9.9.18

PARAMATMAN Y SUS VISITADORES

Ignacio de Ries, El Árbol de la Vida
De igual manera que la retina nos permite ver los incontables pulsos de energía como una sola luz, la experiencia mística nos muestra innumerables individuos como un solo Yo.
Alan WATTS
Los psicodélicos y la experiencia religiosa

Afirmar que cada uno de los seres animados ha de transmigrar a lo largo de los eones por los múltiples estados, condiciones y especies de vida que alberga el universo quizá sea contemplar con lentes invertidas el drama cósmico, en el que un solo actor encarna, irriga, ocupa y recorre todos los papeles existentes en cada instante y lugar de la Creación. La experiencia visionaria no es sino aquella que revela al sujeto individual un atisbo lo bastante intenso de esa magnitud panteística como para desbordar la identidad personal, propiciar en ella transformaciones significativas y estimular la delineación de los principios básicos de la conciencia con implicaciones que van más allá del conocimiento posible. Simultaneidad plagada de finidades y ubicuidad facetada en organismos, brilla Dios como el sí mismo integrador de las parciales mismidades donde se oculta.

La ruta para trepar a lo más alto del árbol del despertar será distinta según la tradición que haga de su inveterada presencia un eje de ascenso, pero la visión de conjunto que se alcanza desde su copa es ácrona, luego idéntica desde los orígenes, de ahí que al explorador de los reinos sutiles de la existencia la tentativa de abordar los secretos que contiene la naturaleza sea poco digna de atención si desestima los estados expandidos de la psique.

Siempre que en nombre de algún precepto científico, moral, profiláctico o legal se impide el acceso a cualquier dimensión apta para proporcionar una vía de gnosis, se le plantea a la conciencia liberada de programaciones etnocéntricas la emergencia de proteger, rehabilitar y ampliar ese acervo proscrito. Ninguna prohibición basada en los riesgos, reales o ficticios, que ese manantial de sentido pueda tener para el individuo que lo frecuenta valida la represión de una gama de usos que comprenden, y no agotan, la búsqueda de sabiduría, la autodiagnosis, el periplo interior, la activación de potencias anímicas desnutridas, la comunión con el entorno, el éxtasis, la prospección adivinatoria de los puentes de sincronicidad entre mente y materia, el despliegue de la creatividad, la sanación de traumas, el entrenamiento de alguna facultad relegada a la atrofia por la rutina o, simplemente, dar gozoso esparcimiento al sistema nervioso, cuando no tomarse un comprensible descanso del angosto yo. Facilitando un símil aceptable, el peligro de que el erotismo mal empleado incurra en descendencia no justifica su persecución, que de llevarse a efecto entrañaría el combate de un acto inhóspito con otro. Sea cual fuere el interés particular que susciten esos u otros usos de la propia sustancia, su incriminación por parte de alguna sedicente autoridad pública se asemeja demasiado al celo censor que —no tan antaño— incendiaba bibliotecas, elaboraba índices de autores heréticos o condenaba una serie de prácticas sexuales por considerarlas desviaciones improductivas del imperativo natalista. Así pues, otorgarle un cobarde y hasta complaciente beneficio de la norma a los comisarios del pensamiento que medran al calor del miedo en los más diversos ámbitos de la sociedad es hacerle un depravado favor a la inteligencia.

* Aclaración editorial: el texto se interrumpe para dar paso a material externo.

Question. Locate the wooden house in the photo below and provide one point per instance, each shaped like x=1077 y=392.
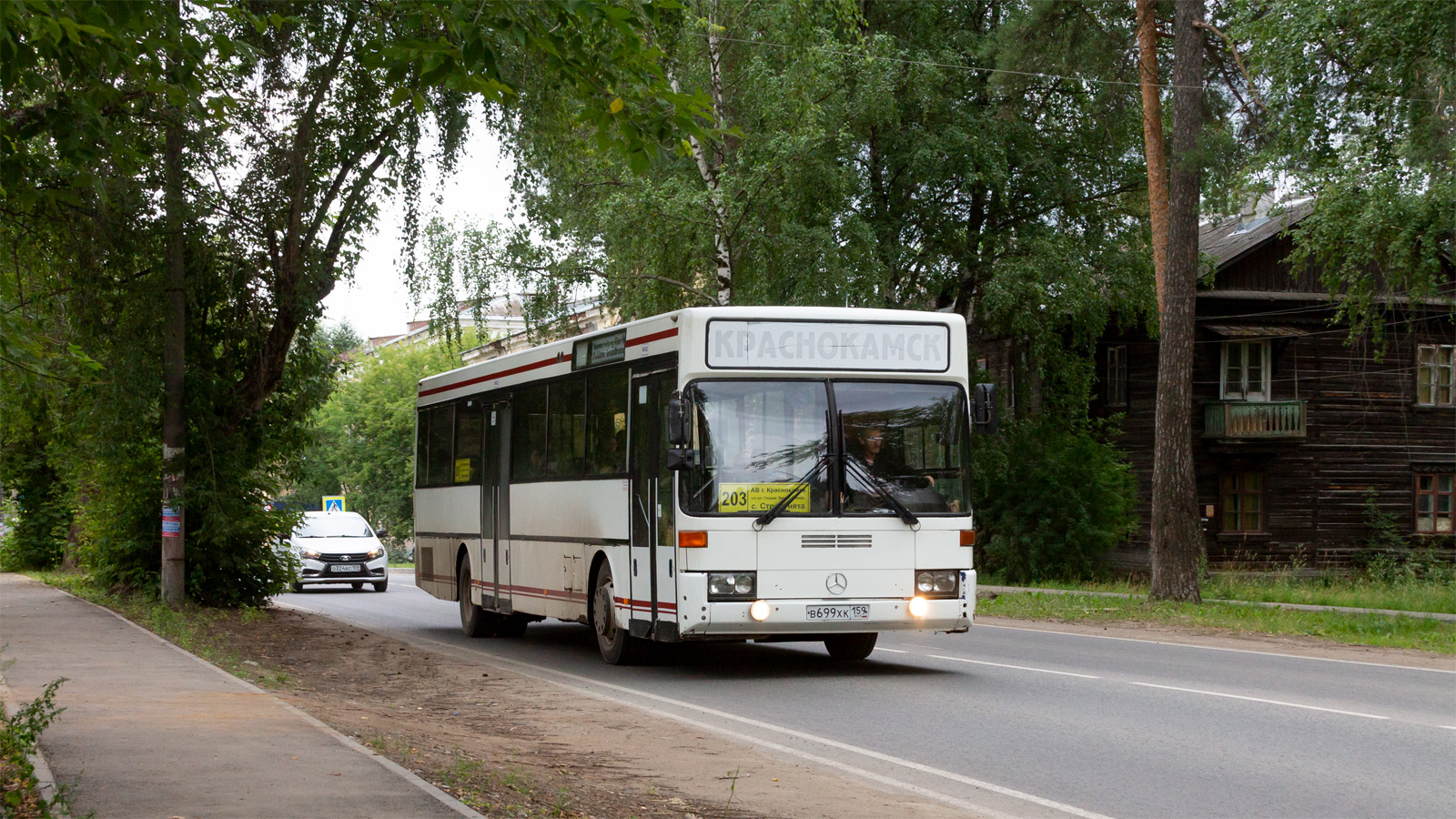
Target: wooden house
x=1296 y=428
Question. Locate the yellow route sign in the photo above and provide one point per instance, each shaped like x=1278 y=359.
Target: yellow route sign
x=761 y=497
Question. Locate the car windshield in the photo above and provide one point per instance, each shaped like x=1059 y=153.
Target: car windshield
x=756 y=440
x=334 y=526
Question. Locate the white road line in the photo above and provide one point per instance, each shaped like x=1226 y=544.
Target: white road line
x=1256 y=700
x=1018 y=668
x=551 y=675
x=1208 y=647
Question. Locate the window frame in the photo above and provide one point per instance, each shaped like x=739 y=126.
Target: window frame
x=1427 y=375
x=1242 y=392
x=1241 y=493
x=1117 y=375
x=1434 y=493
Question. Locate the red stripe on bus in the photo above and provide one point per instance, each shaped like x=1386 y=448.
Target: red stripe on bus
x=500 y=375
x=652 y=337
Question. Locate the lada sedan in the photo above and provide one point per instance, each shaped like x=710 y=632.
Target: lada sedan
x=339 y=547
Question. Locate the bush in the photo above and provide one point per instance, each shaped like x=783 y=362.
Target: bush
x=1050 y=500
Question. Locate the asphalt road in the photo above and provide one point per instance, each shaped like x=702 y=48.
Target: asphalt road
x=1023 y=722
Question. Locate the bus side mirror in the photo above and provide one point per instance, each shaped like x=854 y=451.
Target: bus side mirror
x=983 y=409
x=679 y=428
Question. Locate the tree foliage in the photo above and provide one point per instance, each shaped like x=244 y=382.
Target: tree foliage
x=1361 y=116
x=298 y=118
x=366 y=436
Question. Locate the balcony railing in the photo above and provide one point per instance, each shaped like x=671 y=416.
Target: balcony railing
x=1254 y=420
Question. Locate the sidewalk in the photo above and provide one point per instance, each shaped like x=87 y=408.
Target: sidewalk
x=152 y=731
x=1299 y=606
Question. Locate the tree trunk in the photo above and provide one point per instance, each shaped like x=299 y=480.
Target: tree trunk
x=1176 y=535
x=174 y=361
x=711 y=167
x=1154 y=140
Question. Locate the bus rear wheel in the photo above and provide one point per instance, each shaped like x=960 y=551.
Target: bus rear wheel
x=473 y=620
x=618 y=647
x=851 y=646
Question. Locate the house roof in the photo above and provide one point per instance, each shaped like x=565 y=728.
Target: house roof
x=1229 y=239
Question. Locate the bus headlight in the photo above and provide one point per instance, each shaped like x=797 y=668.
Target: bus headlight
x=733 y=584
x=938 y=583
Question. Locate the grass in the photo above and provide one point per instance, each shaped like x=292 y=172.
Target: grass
x=1436 y=593
x=182 y=625
x=1340 y=627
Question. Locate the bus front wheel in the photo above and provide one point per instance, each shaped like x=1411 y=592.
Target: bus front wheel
x=618 y=647
x=851 y=646
x=473 y=620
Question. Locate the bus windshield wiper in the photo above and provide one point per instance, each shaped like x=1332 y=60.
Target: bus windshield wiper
x=883 y=491
x=798 y=487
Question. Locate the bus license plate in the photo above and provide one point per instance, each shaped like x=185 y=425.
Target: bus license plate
x=836 y=612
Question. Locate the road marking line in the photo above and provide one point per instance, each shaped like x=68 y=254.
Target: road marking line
x=1018 y=668
x=1256 y=700
x=1208 y=647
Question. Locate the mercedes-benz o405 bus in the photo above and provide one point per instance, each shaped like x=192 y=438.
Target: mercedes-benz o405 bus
x=711 y=474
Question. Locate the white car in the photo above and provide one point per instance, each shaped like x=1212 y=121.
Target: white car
x=339 y=547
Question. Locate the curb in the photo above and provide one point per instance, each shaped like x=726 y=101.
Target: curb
x=1263 y=603
x=393 y=767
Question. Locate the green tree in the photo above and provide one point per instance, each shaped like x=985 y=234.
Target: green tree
x=273 y=130
x=1361 y=116
x=366 y=436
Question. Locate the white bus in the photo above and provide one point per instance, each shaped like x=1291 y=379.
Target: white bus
x=757 y=474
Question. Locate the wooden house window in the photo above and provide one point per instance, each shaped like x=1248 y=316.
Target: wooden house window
x=1436 y=375
x=1117 y=375
x=1245 y=375
x=1242 y=501
x=1434 y=503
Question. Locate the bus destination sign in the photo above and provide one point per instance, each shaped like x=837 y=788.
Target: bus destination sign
x=829 y=346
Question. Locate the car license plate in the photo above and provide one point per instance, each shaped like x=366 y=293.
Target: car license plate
x=836 y=612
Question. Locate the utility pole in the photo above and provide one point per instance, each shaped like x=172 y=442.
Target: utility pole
x=174 y=344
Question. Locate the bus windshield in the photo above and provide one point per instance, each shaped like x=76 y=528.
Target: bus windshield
x=757 y=440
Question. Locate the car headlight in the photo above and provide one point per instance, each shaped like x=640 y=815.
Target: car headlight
x=938 y=583
x=732 y=584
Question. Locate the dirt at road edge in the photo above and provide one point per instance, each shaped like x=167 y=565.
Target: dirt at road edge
x=510 y=745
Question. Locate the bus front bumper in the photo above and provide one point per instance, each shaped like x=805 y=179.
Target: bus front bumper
x=813 y=617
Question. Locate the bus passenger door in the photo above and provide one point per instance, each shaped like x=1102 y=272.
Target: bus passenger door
x=654 y=540
x=494 y=504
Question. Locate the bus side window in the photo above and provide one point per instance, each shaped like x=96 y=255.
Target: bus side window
x=468 y=443
x=568 y=429
x=421 y=448
x=529 y=435
x=437 y=446
x=608 y=423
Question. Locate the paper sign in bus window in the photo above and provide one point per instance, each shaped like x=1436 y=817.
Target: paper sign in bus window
x=761 y=497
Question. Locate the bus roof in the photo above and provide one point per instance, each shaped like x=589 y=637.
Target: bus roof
x=659 y=336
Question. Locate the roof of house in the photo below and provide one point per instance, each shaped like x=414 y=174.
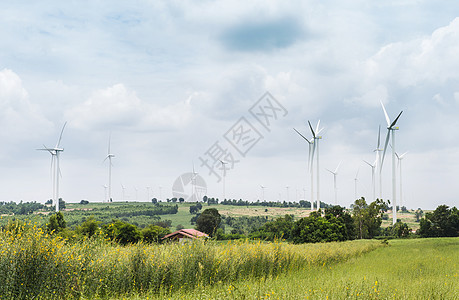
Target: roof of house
x=191 y=233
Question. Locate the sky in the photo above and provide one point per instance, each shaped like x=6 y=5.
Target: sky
x=180 y=85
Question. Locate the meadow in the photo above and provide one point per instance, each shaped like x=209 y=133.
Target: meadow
x=406 y=269
x=34 y=264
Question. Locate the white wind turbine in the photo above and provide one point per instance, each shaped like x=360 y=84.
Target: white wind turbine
x=109 y=157
x=378 y=162
x=400 y=157
x=391 y=131
x=355 y=183
x=262 y=192
x=310 y=165
x=317 y=137
x=56 y=171
x=193 y=196
x=373 y=171
x=335 y=174
x=224 y=175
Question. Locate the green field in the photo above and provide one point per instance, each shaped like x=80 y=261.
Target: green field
x=408 y=269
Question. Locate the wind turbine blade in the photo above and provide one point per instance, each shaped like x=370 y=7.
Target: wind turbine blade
x=401 y=156
x=109 y=142
x=368 y=163
x=312 y=130
x=302 y=135
x=385 y=114
x=396 y=119
x=385 y=148
x=317 y=127
x=60 y=136
x=336 y=170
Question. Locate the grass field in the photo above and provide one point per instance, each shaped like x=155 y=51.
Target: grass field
x=76 y=213
x=408 y=269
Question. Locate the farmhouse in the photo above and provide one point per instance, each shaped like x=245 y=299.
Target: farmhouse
x=183 y=235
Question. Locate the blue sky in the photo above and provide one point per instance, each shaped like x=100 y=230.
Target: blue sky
x=168 y=79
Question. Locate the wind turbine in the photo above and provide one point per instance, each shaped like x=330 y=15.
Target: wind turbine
x=310 y=165
x=391 y=131
x=194 y=174
x=224 y=175
x=317 y=137
x=56 y=171
x=400 y=157
x=105 y=192
x=335 y=173
x=355 y=183
x=373 y=168
x=109 y=157
x=378 y=162
x=262 y=192
x=123 y=189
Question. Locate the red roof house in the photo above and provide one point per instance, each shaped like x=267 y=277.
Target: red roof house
x=185 y=234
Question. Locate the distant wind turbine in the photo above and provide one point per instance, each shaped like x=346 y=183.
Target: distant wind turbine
x=110 y=164
x=378 y=162
x=55 y=169
x=317 y=137
x=310 y=165
x=400 y=157
x=355 y=183
x=224 y=175
x=262 y=193
x=335 y=174
x=391 y=131
x=373 y=170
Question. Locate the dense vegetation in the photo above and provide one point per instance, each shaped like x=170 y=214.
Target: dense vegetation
x=35 y=264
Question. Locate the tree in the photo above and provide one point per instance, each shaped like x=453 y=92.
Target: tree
x=281 y=228
x=442 y=222
x=368 y=217
x=154 y=234
x=56 y=223
x=61 y=204
x=89 y=227
x=208 y=221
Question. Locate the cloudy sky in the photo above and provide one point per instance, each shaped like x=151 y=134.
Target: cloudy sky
x=176 y=81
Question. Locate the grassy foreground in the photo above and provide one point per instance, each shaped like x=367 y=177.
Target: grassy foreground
x=408 y=269
x=35 y=265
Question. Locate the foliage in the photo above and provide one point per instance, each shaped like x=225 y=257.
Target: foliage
x=399 y=230
x=56 y=223
x=208 y=221
x=123 y=233
x=154 y=234
x=89 y=227
x=21 y=208
x=442 y=222
x=368 y=217
x=281 y=228
x=34 y=265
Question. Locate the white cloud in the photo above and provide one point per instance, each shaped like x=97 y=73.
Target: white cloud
x=119 y=107
x=20 y=119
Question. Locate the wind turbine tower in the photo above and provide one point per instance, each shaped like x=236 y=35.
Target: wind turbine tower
x=56 y=171
x=224 y=175
x=335 y=174
x=373 y=168
x=317 y=137
x=391 y=131
x=109 y=157
x=400 y=157
x=310 y=165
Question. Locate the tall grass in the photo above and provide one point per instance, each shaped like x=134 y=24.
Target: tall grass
x=36 y=265
x=408 y=269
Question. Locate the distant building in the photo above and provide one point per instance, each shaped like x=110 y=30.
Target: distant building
x=184 y=235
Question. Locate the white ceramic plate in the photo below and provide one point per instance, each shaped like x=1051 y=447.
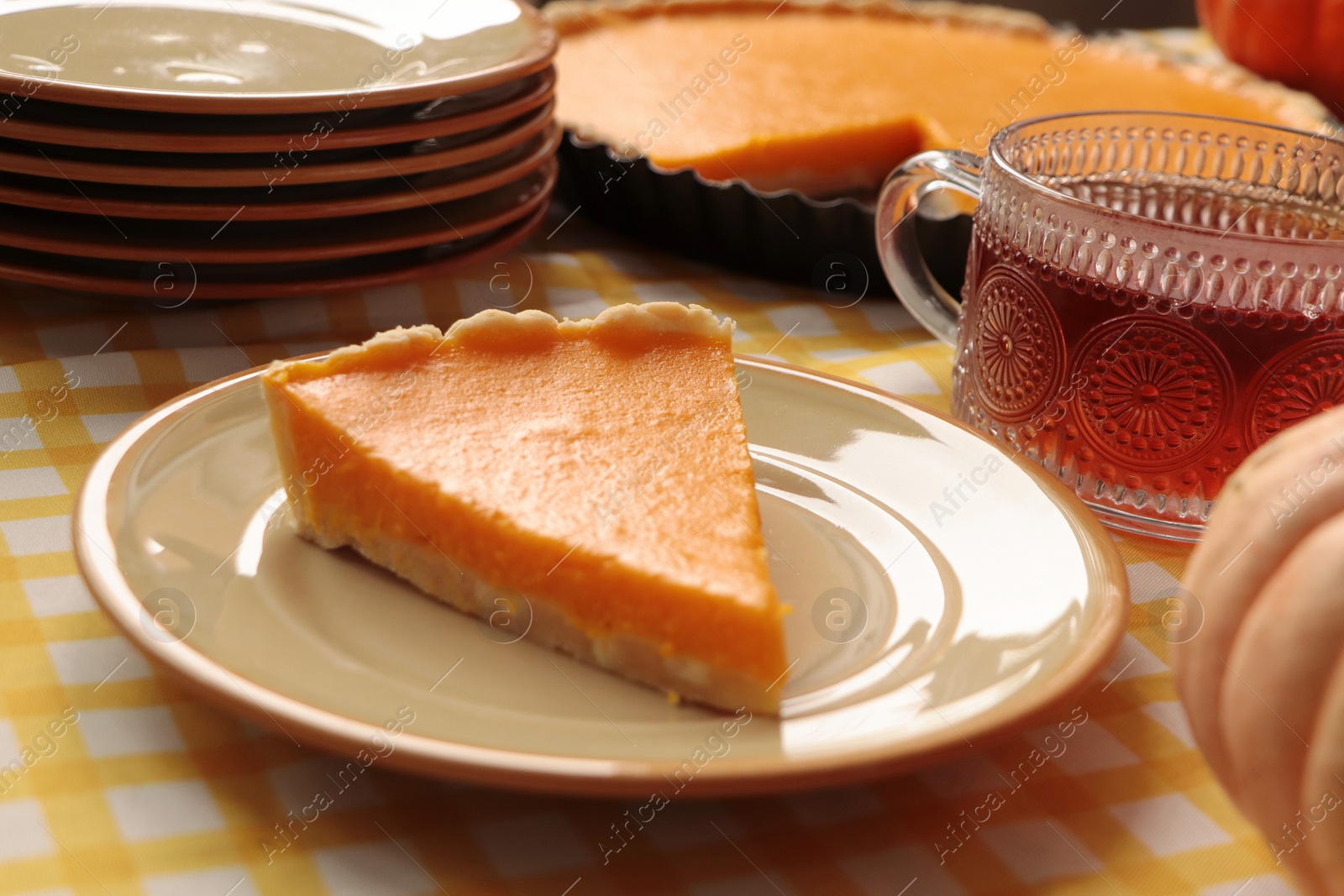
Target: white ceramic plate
x=944 y=594
x=265 y=55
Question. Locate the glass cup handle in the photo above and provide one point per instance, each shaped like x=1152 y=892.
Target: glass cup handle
x=952 y=175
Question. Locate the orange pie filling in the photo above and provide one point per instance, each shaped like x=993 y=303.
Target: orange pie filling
x=830 y=97
x=596 y=470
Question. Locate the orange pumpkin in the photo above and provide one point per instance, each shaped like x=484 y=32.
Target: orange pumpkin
x=1263 y=680
x=1292 y=40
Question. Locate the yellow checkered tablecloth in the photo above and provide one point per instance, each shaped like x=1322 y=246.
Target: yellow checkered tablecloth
x=155 y=793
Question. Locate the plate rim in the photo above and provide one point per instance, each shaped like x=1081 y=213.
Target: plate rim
x=111 y=172
x=94 y=137
x=537 y=55
x=577 y=775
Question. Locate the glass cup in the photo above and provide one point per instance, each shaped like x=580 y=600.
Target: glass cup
x=1149 y=297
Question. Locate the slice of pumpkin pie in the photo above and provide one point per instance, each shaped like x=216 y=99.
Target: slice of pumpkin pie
x=595 y=472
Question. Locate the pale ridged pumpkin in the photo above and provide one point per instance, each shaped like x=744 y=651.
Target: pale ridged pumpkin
x=1263 y=680
x=1292 y=40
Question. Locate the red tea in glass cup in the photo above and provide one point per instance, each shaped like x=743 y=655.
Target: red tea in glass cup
x=1149 y=297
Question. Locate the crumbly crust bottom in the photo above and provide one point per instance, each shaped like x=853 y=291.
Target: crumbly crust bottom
x=425 y=567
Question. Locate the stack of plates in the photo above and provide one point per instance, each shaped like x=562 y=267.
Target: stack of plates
x=264 y=148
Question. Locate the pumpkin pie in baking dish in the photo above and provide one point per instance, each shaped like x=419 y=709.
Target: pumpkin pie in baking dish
x=826 y=97
x=595 y=470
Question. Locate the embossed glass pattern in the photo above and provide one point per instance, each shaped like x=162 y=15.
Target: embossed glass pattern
x=1149 y=298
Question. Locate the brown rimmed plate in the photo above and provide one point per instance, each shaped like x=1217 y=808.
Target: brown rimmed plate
x=275 y=170
x=974 y=625
x=275 y=241
x=327 y=129
x=269 y=56
x=172 y=282
x=302 y=202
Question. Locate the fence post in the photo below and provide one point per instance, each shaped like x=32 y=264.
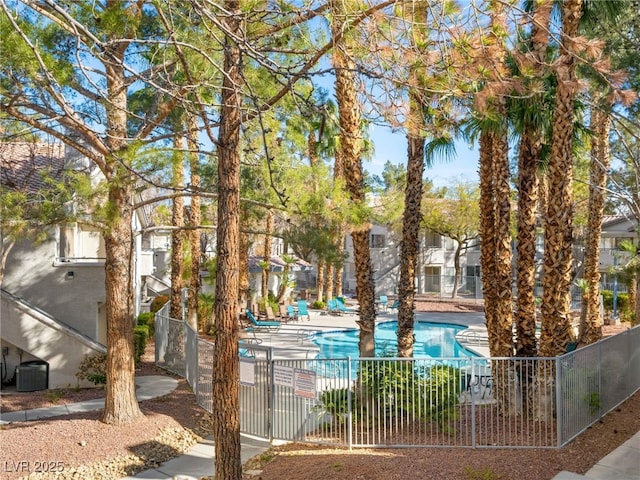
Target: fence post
x=469 y=379
x=270 y=395
x=559 y=405
x=350 y=407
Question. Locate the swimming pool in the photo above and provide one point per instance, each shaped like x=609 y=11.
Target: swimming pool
x=433 y=340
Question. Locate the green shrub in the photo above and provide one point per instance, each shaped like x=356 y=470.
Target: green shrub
x=93 y=368
x=336 y=402
x=401 y=388
x=622 y=303
x=140 y=338
x=148 y=319
x=158 y=302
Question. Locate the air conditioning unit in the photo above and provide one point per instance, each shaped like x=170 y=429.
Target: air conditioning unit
x=32 y=376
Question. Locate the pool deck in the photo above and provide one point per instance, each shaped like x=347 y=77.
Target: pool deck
x=294 y=340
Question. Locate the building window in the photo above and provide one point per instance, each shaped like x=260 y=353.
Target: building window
x=432 y=279
x=377 y=241
x=432 y=240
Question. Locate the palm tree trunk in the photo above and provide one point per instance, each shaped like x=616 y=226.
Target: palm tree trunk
x=528 y=198
x=591 y=330
x=350 y=150
x=412 y=216
x=530 y=148
x=556 y=329
x=328 y=286
x=495 y=252
x=320 y=281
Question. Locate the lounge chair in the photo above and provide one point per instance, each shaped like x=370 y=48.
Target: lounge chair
x=302 y=309
x=342 y=307
x=333 y=308
x=262 y=325
x=271 y=317
x=394 y=307
x=292 y=313
x=383 y=303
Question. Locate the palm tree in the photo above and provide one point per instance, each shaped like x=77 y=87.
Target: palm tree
x=529 y=121
x=412 y=216
x=556 y=328
x=591 y=319
x=350 y=153
x=495 y=254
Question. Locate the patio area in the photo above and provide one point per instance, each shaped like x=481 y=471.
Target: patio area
x=294 y=340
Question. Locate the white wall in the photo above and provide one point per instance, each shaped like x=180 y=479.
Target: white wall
x=70 y=292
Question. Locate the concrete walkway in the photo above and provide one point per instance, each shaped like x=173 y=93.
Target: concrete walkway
x=621 y=464
x=147 y=387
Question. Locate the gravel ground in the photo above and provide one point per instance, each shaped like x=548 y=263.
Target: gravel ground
x=80 y=446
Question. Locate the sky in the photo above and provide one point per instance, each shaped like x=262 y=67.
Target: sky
x=392 y=146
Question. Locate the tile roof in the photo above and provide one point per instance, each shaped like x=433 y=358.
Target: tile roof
x=24 y=166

Desde el punto de vista crematístico estos acercamientos al núcleo de la realidad son, por supuesto, un pésimo asunto para los negocios, aunque nunca se echen en falta fiscalizadores de los aliados moleculares disponibles para el arte de modular la percepción y a patadas haya charlatanes, con apariencia de guías espirituales, prestos a enriquecerse no con la palacra de la espiritualidad, de la que imitan el aspecto más externo de su floración en el medio humano como una rosa de plástico remeda a la genuina, sino con el espíritu insaciable, y por lo tanto roñoso, del peculio.